Even more so, the giving of advice to a client behind closed doors cannot be so readily justified by bromides about how everyone deserves representation in an adversary system, because when a lawyer gives a client such advice there is no adversary. That's true for lawyers advising all manner of clients but especially for lawyers providing legal advice to government officials in contexts in which the latters' actions will either never be reviewed by a court or be reviewed by a court only after substantial damage has been done.

Chesebro represented Trump and the Trump campaign personally. He was not, so far as I'm aware, on the government payroll. (Toobin reports that Chesebro worked for Trump pro bono.) Nonetheless, he offered legal advice, behind closed doors, about steps Trump and his campaign should take regarding the conduct of government officials (like Vice President Pence) and persons who would purport to exercise government power (like the fake electors). In that sense, Chesebro's function was very much like that of a government lawyer whose arguments will not be opposed in court (at all or until it's too late to undo all the damage) and thus has a heightened responsibility to give even-handed analysis.

Accordingly, the best analogy for Chesebro (and his fellow co-conspirator lawyers Rudy Giuliani, John Eastman, Sidney Powell, and certainly Jeffrey Clark, who actually was in the Justice Department at the key time) is to the authors of the Torture Memos during the George W. Bush administration. Like the Torture Memos, Chesebro's and Eastman's memos offer extremely tendentious views of the law as though they were much more plausible than they are in the service of justifying a pre-determined course of conduct.

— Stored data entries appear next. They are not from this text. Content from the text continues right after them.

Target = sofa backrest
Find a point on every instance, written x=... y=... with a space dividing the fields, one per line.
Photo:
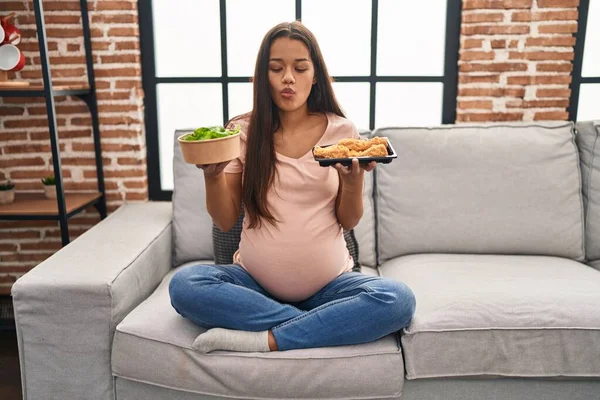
x=365 y=230
x=193 y=228
x=588 y=142
x=192 y=225
x=504 y=188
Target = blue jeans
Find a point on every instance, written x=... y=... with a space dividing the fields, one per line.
x=353 y=308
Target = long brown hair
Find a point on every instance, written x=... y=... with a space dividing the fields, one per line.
x=259 y=172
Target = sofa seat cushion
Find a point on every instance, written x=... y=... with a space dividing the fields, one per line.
x=520 y=316
x=153 y=345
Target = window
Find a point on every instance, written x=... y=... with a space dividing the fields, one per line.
x=585 y=88
x=198 y=74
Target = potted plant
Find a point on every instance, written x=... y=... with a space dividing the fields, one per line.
x=210 y=145
x=49 y=187
x=7 y=193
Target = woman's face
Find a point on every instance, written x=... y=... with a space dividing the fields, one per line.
x=291 y=73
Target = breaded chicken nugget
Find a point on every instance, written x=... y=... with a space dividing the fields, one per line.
x=335 y=151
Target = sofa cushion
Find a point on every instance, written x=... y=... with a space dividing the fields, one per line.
x=510 y=188
x=588 y=142
x=192 y=225
x=365 y=230
x=520 y=316
x=153 y=345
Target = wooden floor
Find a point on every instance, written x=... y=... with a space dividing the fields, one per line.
x=10 y=375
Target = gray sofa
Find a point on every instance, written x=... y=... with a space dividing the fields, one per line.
x=495 y=227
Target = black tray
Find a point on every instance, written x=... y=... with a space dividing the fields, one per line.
x=327 y=162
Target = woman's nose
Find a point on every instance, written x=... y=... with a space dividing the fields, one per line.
x=288 y=77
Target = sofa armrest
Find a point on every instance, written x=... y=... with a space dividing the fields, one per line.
x=67 y=307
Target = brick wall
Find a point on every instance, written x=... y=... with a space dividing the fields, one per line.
x=515 y=64
x=25 y=154
x=516 y=59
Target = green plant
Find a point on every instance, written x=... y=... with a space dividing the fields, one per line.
x=49 y=181
x=211 y=132
x=7 y=186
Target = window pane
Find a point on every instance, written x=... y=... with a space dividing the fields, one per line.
x=352 y=55
x=588 y=109
x=240 y=98
x=353 y=97
x=408 y=104
x=184 y=106
x=591 y=51
x=182 y=46
x=410 y=37
x=247 y=24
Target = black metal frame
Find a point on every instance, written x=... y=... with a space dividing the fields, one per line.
x=150 y=80
x=577 y=80
x=89 y=97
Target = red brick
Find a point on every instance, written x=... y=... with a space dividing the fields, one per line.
x=477 y=55
x=493 y=67
x=472 y=43
x=118 y=133
x=4 y=111
x=558 y=28
x=19 y=234
x=123 y=32
x=542 y=55
x=115 y=5
x=492 y=92
x=463 y=78
x=120 y=59
x=539 y=80
x=51 y=18
x=117 y=72
x=489 y=117
x=135 y=196
x=131 y=161
x=494 y=29
x=136 y=184
x=495 y=4
x=115 y=19
x=98 y=45
x=546 y=103
x=21 y=162
x=128 y=84
x=475 y=104
x=553 y=93
x=558 y=41
x=118 y=108
x=562 y=67
x=127 y=45
x=55 y=246
x=7 y=247
x=551 y=115
x=482 y=17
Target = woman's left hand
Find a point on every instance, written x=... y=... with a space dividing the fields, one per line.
x=353 y=175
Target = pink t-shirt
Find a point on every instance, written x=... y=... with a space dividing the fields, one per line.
x=306 y=249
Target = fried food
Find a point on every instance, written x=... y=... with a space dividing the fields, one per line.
x=347 y=148
x=378 y=150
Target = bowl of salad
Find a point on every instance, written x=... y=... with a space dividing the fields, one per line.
x=210 y=145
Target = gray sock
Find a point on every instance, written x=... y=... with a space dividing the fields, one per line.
x=232 y=340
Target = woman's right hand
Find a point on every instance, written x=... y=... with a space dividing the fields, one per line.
x=213 y=170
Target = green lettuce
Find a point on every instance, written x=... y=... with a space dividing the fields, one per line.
x=211 y=132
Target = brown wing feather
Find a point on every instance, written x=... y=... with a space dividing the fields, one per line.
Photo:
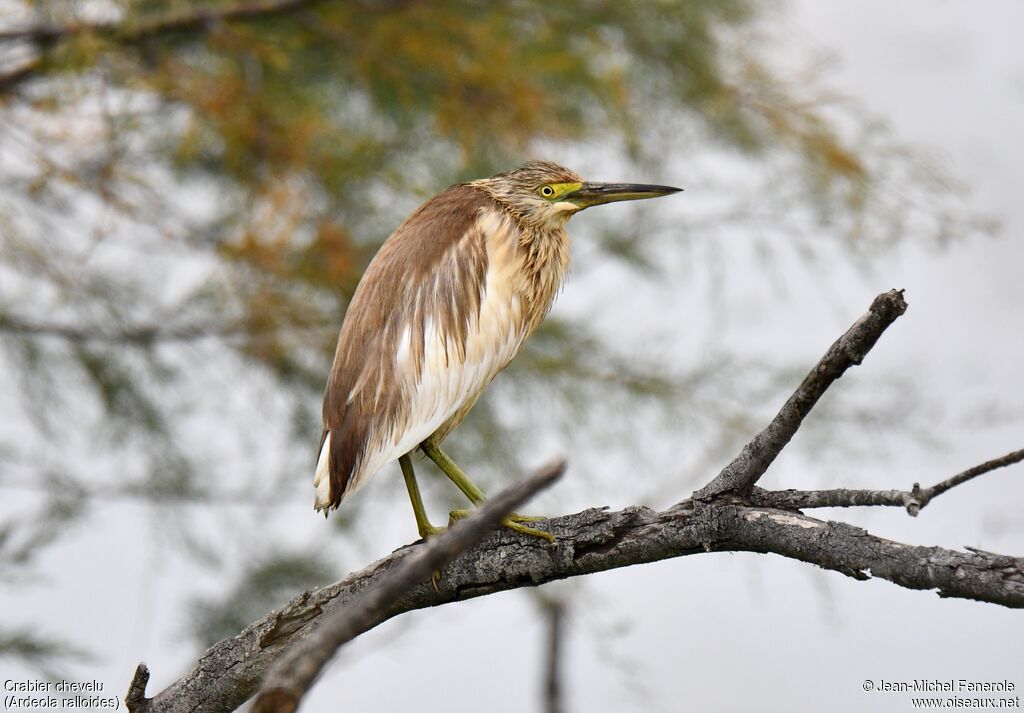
x=433 y=265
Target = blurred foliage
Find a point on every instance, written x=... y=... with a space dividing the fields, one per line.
x=190 y=191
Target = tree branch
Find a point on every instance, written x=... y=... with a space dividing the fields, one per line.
x=913 y=500
x=592 y=541
x=597 y=540
x=291 y=677
x=142 y=334
x=848 y=350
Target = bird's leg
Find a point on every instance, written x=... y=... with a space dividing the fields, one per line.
x=475 y=495
x=422 y=523
x=454 y=472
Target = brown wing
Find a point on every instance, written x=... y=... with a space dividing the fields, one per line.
x=434 y=264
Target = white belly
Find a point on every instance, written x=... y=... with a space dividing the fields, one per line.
x=451 y=378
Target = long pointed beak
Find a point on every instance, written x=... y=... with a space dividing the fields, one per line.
x=597 y=194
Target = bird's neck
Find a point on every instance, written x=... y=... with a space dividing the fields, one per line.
x=544 y=261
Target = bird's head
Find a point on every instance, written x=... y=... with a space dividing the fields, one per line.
x=547 y=195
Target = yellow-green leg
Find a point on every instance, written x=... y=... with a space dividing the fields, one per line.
x=422 y=522
x=474 y=494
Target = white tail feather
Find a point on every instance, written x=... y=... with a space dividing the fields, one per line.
x=322 y=480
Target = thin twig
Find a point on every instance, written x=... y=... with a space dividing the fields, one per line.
x=291 y=677
x=848 y=350
x=135 y=700
x=913 y=500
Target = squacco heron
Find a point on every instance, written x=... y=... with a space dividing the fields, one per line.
x=443 y=306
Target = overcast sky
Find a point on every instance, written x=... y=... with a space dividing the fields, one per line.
x=726 y=632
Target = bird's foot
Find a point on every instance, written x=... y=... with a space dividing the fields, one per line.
x=516 y=517
x=513 y=521
x=426 y=530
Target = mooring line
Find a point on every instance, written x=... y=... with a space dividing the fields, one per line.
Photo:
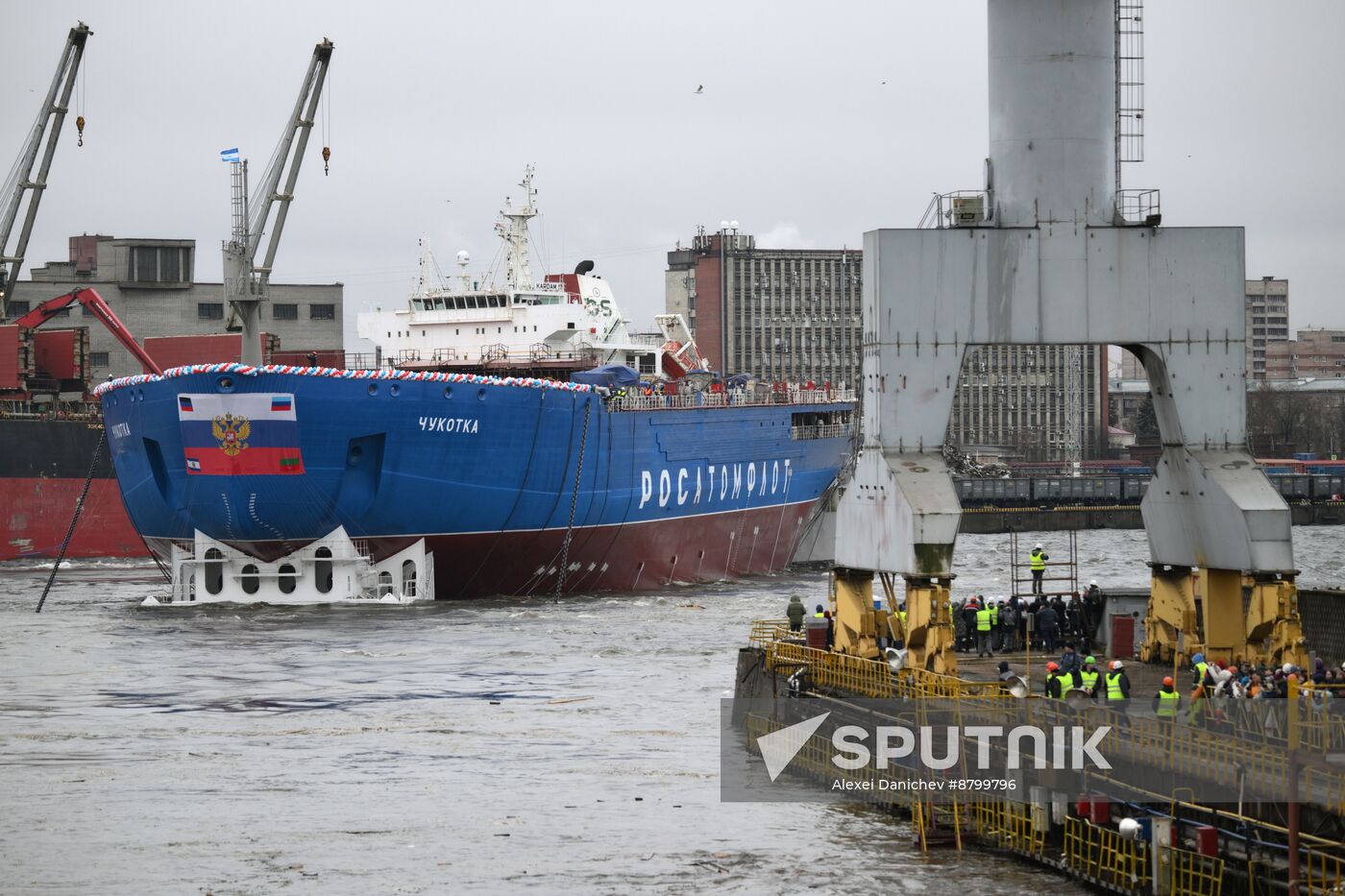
x=74 y=521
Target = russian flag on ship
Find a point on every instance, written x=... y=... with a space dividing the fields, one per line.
x=239 y=435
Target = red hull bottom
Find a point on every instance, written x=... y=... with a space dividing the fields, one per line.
x=36 y=514
x=629 y=557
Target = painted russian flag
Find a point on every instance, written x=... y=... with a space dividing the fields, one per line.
x=239 y=435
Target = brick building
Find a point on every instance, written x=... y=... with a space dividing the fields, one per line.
x=1314 y=352
x=150 y=287
x=795 y=314
x=777 y=314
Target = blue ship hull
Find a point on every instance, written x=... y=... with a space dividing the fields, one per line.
x=490 y=473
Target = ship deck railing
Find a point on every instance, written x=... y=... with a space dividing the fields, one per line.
x=739 y=399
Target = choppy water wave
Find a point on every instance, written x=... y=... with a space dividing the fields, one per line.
x=429 y=748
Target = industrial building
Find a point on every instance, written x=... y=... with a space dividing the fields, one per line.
x=150 y=285
x=1267 y=322
x=1317 y=354
x=794 y=314
x=777 y=314
x=1015 y=399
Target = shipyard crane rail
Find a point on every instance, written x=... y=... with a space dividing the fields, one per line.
x=90 y=299
x=246 y=281
x=20 y=182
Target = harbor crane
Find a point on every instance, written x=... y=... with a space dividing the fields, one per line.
x=246 y=278
x=22 y=183
x=97 y=305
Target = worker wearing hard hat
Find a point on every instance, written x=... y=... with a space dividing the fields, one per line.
x=1088 y=677
x=1199 y=670
x=1166 y=701
x=1038 y=559
x=985 y=627
x=1055 y=689
x=1116 y=687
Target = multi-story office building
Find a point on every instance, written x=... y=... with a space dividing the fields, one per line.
x=1314 y=352
x=795 y=314
x=1267 y=322
x=148 y=284
x=777 y=314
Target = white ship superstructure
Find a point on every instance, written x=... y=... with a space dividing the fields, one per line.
x=567 y=319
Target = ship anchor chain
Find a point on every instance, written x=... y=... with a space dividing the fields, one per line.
x=575 y=500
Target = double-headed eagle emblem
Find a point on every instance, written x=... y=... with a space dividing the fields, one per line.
x=232 y=432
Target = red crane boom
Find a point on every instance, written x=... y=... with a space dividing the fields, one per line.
x=94 y=303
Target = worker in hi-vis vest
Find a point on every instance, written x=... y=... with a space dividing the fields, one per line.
x=1039 y=567
x=985 y=627
x=1167 y=701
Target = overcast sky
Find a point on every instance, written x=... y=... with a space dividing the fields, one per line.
x=436 y=108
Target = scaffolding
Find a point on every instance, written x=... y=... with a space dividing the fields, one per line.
x=1060 y=579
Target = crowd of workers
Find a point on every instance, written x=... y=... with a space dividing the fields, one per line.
x=1214 y=687
x=1001 y=624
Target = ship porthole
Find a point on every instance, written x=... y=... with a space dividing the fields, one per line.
x=323 y=569
x=288 y=579
x=214 y=570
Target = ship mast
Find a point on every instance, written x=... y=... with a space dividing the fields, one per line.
x=513 y=230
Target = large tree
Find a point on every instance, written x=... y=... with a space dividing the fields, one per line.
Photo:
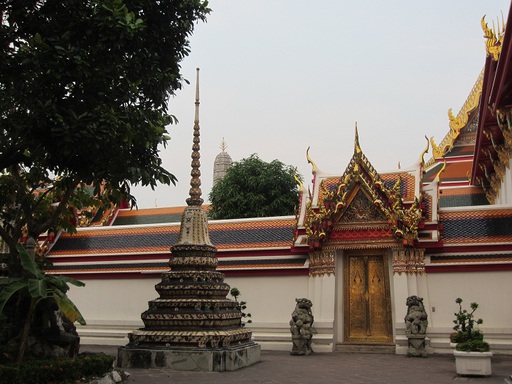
x=255 y=188
x=84 y=88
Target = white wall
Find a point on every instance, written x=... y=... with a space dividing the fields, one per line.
x=491 y=290
x=120 y=300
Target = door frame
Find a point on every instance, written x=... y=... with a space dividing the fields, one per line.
x=345 y=291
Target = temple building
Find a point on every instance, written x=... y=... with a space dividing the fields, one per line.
x=362 y=242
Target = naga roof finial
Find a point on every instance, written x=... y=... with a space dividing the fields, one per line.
x=195 y=183
x=493 y=38
x=310 y=161
x=223 y=145
x=357 y=148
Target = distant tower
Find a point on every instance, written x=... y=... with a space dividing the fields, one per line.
x=222 y=163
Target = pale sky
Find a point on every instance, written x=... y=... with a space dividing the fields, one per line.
x=280 y=76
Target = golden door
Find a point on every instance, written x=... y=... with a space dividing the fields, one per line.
x=367 y=299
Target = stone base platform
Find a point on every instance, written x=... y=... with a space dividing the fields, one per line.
x=189 y=359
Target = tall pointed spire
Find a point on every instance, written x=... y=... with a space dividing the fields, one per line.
x=195 y=183
x=192 y=325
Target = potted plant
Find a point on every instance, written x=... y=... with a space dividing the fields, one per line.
x=472 y=353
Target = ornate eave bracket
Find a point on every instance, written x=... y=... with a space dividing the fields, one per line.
x=410 y=261
x=493 y=177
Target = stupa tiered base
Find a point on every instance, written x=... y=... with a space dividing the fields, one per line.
x=211 y=359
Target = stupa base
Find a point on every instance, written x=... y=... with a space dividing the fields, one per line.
x=189 y=359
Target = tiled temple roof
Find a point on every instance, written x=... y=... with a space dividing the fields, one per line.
x=149 y=216
x=257 y=245
x=478 y=226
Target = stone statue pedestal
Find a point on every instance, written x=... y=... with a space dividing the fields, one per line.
x=189 y=359
x=416 y=345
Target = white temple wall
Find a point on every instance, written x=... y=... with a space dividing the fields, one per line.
x=112 y=307
x=491 y=290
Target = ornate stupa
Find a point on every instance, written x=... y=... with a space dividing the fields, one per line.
x=192 y=325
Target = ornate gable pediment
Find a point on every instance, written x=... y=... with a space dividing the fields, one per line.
x=359 y=199
x=360 y=210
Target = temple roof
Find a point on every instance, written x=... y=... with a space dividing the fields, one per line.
x=250 y=244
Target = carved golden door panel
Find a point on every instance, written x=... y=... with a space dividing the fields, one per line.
x=367 y=299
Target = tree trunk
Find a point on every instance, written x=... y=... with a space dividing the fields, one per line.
x=26 y=329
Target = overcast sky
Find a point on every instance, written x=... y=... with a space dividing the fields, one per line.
x=280 y=76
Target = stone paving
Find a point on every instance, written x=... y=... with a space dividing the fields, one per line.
x=321 y=368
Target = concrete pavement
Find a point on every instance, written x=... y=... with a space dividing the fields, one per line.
x=322 y=368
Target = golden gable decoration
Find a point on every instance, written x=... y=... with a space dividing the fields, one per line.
x=340 y=200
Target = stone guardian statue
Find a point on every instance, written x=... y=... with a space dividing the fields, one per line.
x=301 y=327
x=416 y=326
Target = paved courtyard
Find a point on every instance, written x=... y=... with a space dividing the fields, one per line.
x=321 y=368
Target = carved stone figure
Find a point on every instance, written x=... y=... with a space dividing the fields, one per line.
x=301 y=327
x=416 y=318
x=416 y=326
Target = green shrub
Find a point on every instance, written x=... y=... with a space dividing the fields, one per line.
x=62 y=371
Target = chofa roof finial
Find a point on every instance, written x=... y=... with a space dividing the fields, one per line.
x=357 y=148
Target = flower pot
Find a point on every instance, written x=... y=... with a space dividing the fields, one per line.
x=473 y=363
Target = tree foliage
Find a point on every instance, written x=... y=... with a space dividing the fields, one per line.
x=84 y=89
x=255 y=188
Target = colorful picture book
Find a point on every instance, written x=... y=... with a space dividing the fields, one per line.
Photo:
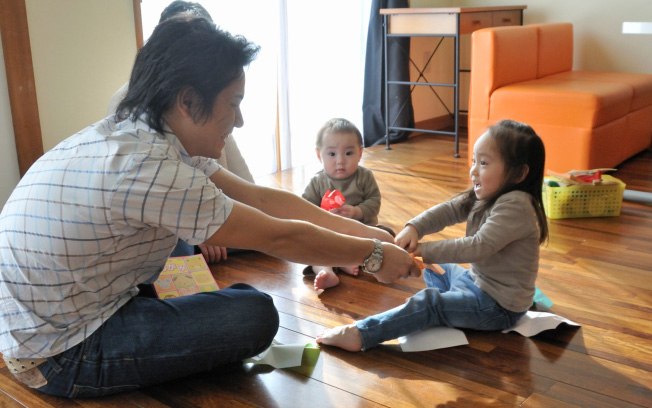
x=184 y=275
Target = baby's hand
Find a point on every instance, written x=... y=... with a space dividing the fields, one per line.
x=408 y=238
x=348 y=211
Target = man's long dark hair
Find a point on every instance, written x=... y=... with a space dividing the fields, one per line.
x=183 y=52
x=520 y=148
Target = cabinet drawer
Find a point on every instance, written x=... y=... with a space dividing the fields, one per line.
x=470 y=22
x=509 y=17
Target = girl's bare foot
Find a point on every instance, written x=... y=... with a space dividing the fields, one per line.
x=345 y=337
x=351 y=270
x=326 y=278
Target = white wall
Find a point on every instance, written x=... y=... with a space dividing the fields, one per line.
x=597 y=25
x=9 y=174
x=82 y=51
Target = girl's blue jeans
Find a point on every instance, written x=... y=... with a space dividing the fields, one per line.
x=451 y=299
x=149 y=341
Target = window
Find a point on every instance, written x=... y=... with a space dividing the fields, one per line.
x=310 y=68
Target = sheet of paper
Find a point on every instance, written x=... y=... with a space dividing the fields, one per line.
x=534 y=323
x=287 y=355
x=432 y=339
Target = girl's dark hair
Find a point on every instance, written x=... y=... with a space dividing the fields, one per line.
x=183 y=52
x=337 y=125
x=520 y=148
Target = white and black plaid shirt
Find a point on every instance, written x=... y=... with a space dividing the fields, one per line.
x=91 y=219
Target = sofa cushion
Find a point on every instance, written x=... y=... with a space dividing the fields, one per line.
x=514 y=60
x=586 y=104
x=555 y=48
x=641 y=83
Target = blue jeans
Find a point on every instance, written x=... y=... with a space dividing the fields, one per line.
x=149 y=341
x=451 y=299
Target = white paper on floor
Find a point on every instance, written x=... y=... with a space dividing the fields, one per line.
x=434 y=338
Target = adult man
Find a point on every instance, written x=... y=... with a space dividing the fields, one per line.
x=99 y=214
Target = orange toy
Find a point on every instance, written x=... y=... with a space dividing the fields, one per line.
x=332 y=199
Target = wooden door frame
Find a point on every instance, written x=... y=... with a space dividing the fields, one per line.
x=20 y=82
x=20 y=78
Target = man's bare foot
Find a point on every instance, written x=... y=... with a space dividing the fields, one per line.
x=351 y=270
x=345 y=337
x=326 y=278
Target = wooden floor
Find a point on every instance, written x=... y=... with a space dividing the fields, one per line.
x=598 y=272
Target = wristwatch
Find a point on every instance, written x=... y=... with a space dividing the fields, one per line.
x=374 y=261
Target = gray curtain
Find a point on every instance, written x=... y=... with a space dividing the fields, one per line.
x=401 y=113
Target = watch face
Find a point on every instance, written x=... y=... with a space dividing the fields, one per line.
x=374 y=264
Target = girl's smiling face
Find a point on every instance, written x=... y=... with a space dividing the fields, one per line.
x=488 y=169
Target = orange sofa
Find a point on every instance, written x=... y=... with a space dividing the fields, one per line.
x=586 y=119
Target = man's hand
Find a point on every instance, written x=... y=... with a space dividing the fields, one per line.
x=408 y=238
x=397 y=263
x=213 y=254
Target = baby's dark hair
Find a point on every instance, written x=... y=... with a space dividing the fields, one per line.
x=522 y=150
x=337 y=125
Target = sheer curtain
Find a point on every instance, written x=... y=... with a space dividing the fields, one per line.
x=310 y=69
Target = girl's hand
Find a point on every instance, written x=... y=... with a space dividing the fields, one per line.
x=408 y=238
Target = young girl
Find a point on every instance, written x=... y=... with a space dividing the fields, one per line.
x=506 y=223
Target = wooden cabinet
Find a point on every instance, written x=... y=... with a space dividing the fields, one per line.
x=441 y=22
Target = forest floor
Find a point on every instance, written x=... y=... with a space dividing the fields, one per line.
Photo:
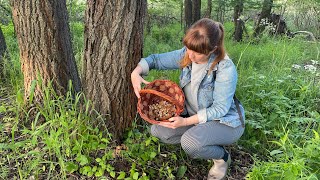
x=196 y=169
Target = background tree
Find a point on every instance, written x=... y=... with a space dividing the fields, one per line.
x=264 y=14
x=113 y=47
x=221 y=10
x=5 y=12
x=3 y=50
x=239 y=24
x=45 y=45
x=188 y=13
x=209 y=9
x=196 y=10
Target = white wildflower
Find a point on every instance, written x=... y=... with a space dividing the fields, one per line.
x=314 y=62
x=296 y=66
x=310 y=68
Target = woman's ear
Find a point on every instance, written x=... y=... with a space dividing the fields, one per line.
x=214 y=49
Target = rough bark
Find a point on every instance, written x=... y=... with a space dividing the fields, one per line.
x=113 y=47
x=265 y=14
x=188 y=13
x=3 y=50
x=196 y=10
x=45 y=46
x=209 y=9
x=238 y=22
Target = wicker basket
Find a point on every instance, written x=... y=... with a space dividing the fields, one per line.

Indeed, in at least one respect the Chesebro and Eastman memos are worse than the Torture Memos. Without in any way excusing torture--which is illegal and immoral--I would acknowledge that the Bush administration lawyers who authored them were motivated by their perception of the national security interest. They were seeking to justify a policy, albeit one I and the law regard as repugnant. By contrast, the effort to overturn the result of a free and fair election served no policy interest; it aimed only to keep in office a malignant narcissist with no regard for the rule of law, democracy, or basic human decency.